The meeting comes amid some frustration by caucus members who felt that the White House neglected them in recent months. Before the lawmakers met in July with senior administration officials, the 30-member caucus had not had a formal session at the White House.
White House spokesman Shin Inouye said Obama looks forward to meeting with the caucus and “having a dialogue about the important issues facing all Americans,” including the Asian American Pacific Islander communities.
Before the meeting was scheduled, Rep. Colleen Hanabusa (D-Hawaii) said there was “a level of frustration,” among members of the caucus. And Rep. Mike Honda (D-Calif.) , the caucus’s chair emeritus, openly questioned whether the White House viewed the caucus as “chopped liver” in comments to reporters.
Obama tapped three Asian-American Cabinet secretaries at the start of his administration: Energy secretary Steven Chu, Veterans Affairs secretary Eric Shinseki and Commerce secretary Gary Locke, who recently left that post to become ambassador to China.
“The Asian constituency isn’t a large one, but it’s central to the Democratic Party and there’s no good reason not to touch that base,” said Cal Jillson, a professor of political science at Southern Methodist University in Dallas. “It’s going to be a very close election, and the Obama campaign can’t afford to ignore anyone.”
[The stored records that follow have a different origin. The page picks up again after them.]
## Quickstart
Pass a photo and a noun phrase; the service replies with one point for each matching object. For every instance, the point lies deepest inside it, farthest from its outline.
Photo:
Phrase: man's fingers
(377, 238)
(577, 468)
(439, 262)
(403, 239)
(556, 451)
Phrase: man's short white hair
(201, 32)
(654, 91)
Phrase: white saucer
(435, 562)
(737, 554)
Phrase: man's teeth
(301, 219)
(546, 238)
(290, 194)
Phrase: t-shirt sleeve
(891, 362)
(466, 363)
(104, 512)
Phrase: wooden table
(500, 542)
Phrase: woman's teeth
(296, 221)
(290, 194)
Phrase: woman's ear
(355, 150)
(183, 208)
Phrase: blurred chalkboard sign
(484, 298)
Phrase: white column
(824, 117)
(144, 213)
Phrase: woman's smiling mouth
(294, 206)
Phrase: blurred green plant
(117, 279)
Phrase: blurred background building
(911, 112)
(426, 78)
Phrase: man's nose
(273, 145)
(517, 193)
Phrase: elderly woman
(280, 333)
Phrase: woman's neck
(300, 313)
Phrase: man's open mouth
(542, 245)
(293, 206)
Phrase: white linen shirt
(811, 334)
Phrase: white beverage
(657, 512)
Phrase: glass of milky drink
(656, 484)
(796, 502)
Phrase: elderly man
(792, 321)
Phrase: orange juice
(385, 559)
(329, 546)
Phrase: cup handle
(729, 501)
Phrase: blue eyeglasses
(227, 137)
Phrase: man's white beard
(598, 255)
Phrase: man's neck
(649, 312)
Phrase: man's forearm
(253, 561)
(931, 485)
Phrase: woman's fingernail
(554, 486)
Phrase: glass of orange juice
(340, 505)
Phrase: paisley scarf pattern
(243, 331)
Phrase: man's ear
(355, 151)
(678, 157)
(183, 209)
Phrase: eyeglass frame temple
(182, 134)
During the White House meeting this summer, caucus members pushed administration officials to move forward with immigration reform, a topic Rep. Judy Chu (D-Calif.) said will be addressed in Friday’s meeting with the president. Asian Americans and Pacific Islanders are overlooked when it comes to immigration reform, congressional aides said. But members of their communities can benefit from the DREAM Act and other policies.
The lawmakers also expressed concern about long-term unemployment in their communities and health disparities including Hepatitis B facing some Asian Americans and Pacific Islanders.
The group also encouraged White House aides to ask Obama to appoint more Asian American and Pacific Islanders to the federal bench. During his administration the number of federal judges who are Asian American and Pacific Islander judges has increased from 8 to 14.
Inouye said Obama is “proud of his accomplishments” that have benefited the Asian American Pacific Islander community and “looks forward to continuing to make progress.” The spokesman pointed to the White House initiative Obama reauthorized to help the federal government understand “the issues facing the community, and to connect the community with programs and help remove barriers.”